More investment capacity
In Fund 1, NAP typically has acquired 25% to 40% stakes, but for its next fund the firm will target as big a stake as possible, Bach Sørensen says, adding that looking back, “Fund 1 has in reality been too small for our highly operational investment model.”
“Essentially, we have been minority investors acting as majority owners with all the operationality that comes with deploying ambitious growth targets and strategies. Our sweet spot will increase significantly for our next fund, and while I can’t say much on a new fund, we are currently preparing for the next phase,” Bach Sørensen says.
While investors in Fund 1 included large Danish LPs such as ATP and Vækstfonden, a potential new fund is likely to attract the attention of international LPs. However, the GP did not want to elaborate further on the presence of new or existing LPs, meetings taking place, or the size of commitments.
For Bach Sørensen, Fund 1 was about proving that the math works and that the value creation model could propel hard-tech hypergrowth while reducing risks found in early-stage greentech businesses.
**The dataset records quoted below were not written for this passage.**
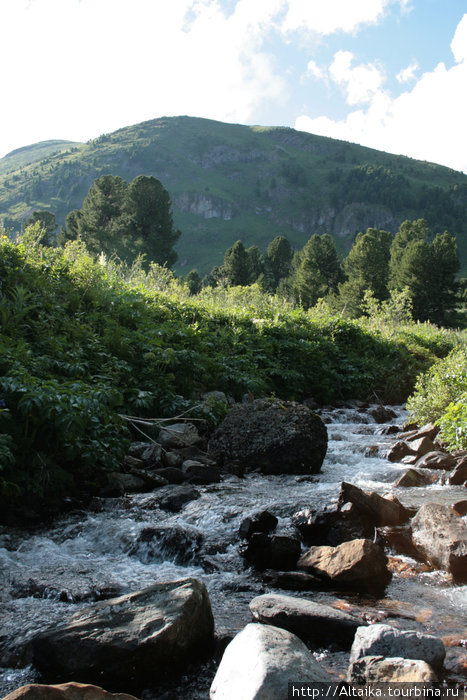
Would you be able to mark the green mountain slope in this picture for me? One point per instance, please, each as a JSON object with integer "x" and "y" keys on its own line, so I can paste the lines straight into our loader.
{"x": 31, "y": 154}
{"x": 230, "y": 181}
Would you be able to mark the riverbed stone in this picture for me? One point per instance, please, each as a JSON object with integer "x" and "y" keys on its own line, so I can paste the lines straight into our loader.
{"x": 264, "y": 521}
{"x": 441, "y": 536}
{"x": 411, "y": 479}
{"x": 259, "y": 662}
{"x": 178, "y": 497}
{"x": 384, "y": 640}
{"x": 357, "y": 564}
{"x": 133, "y": 640}
{"x": 436, "y": 460}
{"x": 314, "y": 623}
{"x": 373, "y": 507}
{"x": 65, "y": 691}
{"x": 400, "y": 450}
{"x": 459, "y": 473}
{"x": 382, "y": 414}
{"x": 199, "y": 473}
{"x": 274, "y": 437}
{"x": 271, "y": 552}
{"x": 377, "y": 669}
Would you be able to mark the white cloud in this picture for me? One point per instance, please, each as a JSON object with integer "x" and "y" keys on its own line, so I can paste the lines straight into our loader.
{"x": 333, "y": 15}
{"x": 77, "y": 68}
{"x": 425, "y": 122}
{"x": 360, "y": 83}
{"x": 407, "y": 74}
{"x": 316, "y": 71}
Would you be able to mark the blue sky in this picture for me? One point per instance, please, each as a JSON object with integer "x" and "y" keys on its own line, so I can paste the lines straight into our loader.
{"x": 390, "y": 74}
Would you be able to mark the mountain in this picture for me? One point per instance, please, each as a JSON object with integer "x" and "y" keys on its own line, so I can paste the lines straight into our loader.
{"x": 230, "y": 182}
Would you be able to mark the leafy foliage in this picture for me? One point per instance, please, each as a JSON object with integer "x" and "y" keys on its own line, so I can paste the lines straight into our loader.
{"x": 441, "y": 396}
{"x": 83, "y": 341}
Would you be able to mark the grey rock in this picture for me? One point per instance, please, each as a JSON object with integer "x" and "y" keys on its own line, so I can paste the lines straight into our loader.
{"x": 275, "y": 437}
{"x": 312, "y": 622}
{"x": 387, "y": 641}
{"x": 198, "y": 473}
{"x": 260, "y": 661}
{"x": 357, "y": 564}
{"x": 377, "y": 669}
{"x": 178, "y": 435}
{"x": 259, "y": 522}
{"x": 441, "y": 536}
{"x": 436, "y": 460}
{"x": 373, "y": 507}
{"x": 135, "y": 639}
{"x": 177, "y": 498}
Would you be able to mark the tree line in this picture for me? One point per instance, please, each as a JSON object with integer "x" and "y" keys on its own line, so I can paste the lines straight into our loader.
{"x": 131, "y": 219}
{"x": 378, "y": 264}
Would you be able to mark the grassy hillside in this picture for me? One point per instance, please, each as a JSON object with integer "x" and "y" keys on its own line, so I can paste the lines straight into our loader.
{"x": 20, "y": 157}
{"x": 83, "y": 342}
{"x": 231, "y": 181}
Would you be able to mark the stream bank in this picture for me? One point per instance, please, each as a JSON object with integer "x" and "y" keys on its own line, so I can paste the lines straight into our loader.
{"x": 49, "y": 573}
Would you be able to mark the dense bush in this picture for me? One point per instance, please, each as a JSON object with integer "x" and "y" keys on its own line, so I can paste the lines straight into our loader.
{"x": 441, "y": 396}
{"x": 85, "y": 342}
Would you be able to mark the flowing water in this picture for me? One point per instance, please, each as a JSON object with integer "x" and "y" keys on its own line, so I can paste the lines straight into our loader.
{"x": 46, "y": 574}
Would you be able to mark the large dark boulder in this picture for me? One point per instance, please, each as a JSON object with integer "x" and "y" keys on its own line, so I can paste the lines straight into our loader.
{"x": 275, "y": 437}
{"x": 67, "y": 691}
{"x": 441, "y": 537}
{"x": 130, "y": 641}
{"x": 314, "y": 623}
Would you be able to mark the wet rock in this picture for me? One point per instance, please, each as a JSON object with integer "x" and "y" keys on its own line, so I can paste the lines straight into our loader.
{"x": 133, "y": 640}
{"x": 294, "y": 581}
{"x": 413, "y": 433}
{"x": 377, "y": 669}
{"x": 373, "y": 507}
{"x": 260, "y": 661}
{"x": 172, "y": 460}
{"x": 178, "y": 435}
{"x": 387, "y": 641}
{"x": 460, "y": 507}
{"x": 422, "y": 446}
{"x": 173, "y": 542}
{"x": 388, "y": 430}
{"x": 436, "y": 460}
{"x": 177, "y": 498}
{"x": 382, "y": 414}
{"x": 399, "y": 539}
{"x": 274, "y": 437}
{"x": 409, "y": 460}
{"x": 126, "y": 483}
{"x": 313, "y": 623}
{"x": 171, "y": 474}
{"x": 357, "y": 564}
{"x": 66, "y": 691}
{"x": 459, "y": 473}
{"x": 198, "y": 473}
{"x": 271, "y": 552}
{"x": 412, "y": 478}
{"x": 400, "y": 450}
{"x": 151, "y": 480}
{"x": 441, "y": 536}
{"x": 259, "y": 522}
{"x": 331, "y": 527}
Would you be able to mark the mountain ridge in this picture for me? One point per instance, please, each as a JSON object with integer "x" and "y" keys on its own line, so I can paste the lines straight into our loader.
{"x": 231, "y": 181}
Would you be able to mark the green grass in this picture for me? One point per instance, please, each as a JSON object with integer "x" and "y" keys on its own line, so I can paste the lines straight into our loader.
{"x": 83, "y": 341}
{"x": 276, "y": 179}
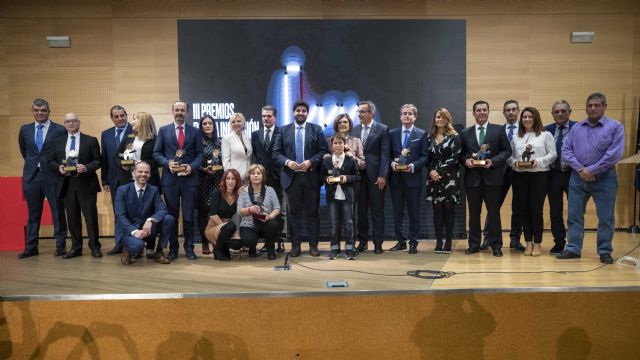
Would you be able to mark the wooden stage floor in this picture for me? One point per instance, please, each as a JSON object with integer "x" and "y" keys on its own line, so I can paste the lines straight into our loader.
{"x": 47, "y": 276}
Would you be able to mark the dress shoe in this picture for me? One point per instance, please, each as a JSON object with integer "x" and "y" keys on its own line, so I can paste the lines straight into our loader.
{"x": 566, "y": 254}
{"x": 413, "y": 249}
{"x": 160, "y": 259}
{"x": 363, "y": 246}
{"x": 471, "y": 251}
{"x": 116, "y": 250}
{"x": 295, "y": 251}
{"x": 517, "y": 245}
{"x": 125, "y": 258}
{"x": 26, "y": 254}
{"x": 537, "y": 250}
{"x": 71, "y": 254}
{"x": 401, "y": 245}
{"x": 350, "y": 254}
{"x": 606, "y": 259}
{"x": 313, "y": 250}
{"x": 529, "y": 249}
{"x": 557, "y": 248}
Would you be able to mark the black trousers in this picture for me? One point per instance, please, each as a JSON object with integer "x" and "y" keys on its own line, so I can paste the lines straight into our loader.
{"x": 529, "y": 192}
{"x": 77, "y": 203}
{"x": 490, "y": 195}
{"x": 558, "y": 188}
{"x": 370, "y": 198}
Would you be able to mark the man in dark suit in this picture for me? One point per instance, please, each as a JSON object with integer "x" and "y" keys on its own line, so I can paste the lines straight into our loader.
{"x": 510, "y": 110}
{"x": 298, "y": 150}
{"x": 262, "y": 141}
{"x": 409, "y": 151}
{"x": 559, "y": 175}
{"x": 179, "y": 151}
{"x": 483, "y": 183}
{"x": 111, "y": 171}
{"x": 38, "y": 180}
{"x": 375, "y": 140}
{"x": 77, "y": 158}
{"x": 141, "y": 215}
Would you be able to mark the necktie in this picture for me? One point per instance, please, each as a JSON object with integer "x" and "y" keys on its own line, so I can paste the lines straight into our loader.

Based on the learnings from Fund I, NAP’s partner team believe that a larger fund with a similar number of investments is more suitable for their model.
“A key learning from fund 1 is that scaling greentech is more capex-intensive than expected, which was one of the reasons we took two of our assets public last year. In our next fund, it is key for us to have a larger investment capacity to fuel our investments than we could on fund 1. This is where we will now prove the concept and emphasize our containment, Bach Sørensen explains.
There is also a “strong rationale” for expanding NAP’s geography slightly, he said. While NAP is already present in Denmark, Sweden and Germany, a new fund could see the GP extend outwards into the Nordics and the DACH region more broadly.
Sustainable investments
One element that will not change going forward is NAP’s underlying thesis, which Bach Sørensen refers to as “economic sustainability”, or “green transformation based on free market terms”. He says there is unseen growth potential associated with greentech companies with healthy business models independent of regulatory dynamics and subsidies.
This thesis is also why Fund 1 is made up of 100% sustainability investments, and chances are that a future fund will follow the same principles.
“Private equity is in many ways paving the road to a green transition. Not only because of the natural responsibility of alternative investments, but because of private equity’s expertise in fueling transformations,” Bach Sørensen says.
NAP is taking its sustainability focus one step further, with the co-founding partner saying that a future fund is expected to attain SFDR Article 9 classification.
“There is no doubt that being able to demonstrate high portfolio growth and value developments while delivering solid climate impact within cleantech investments, provides an attractive opportunity to raise capital in these times, and we expect interest from new LPs to be high,” Bach Sørensen says.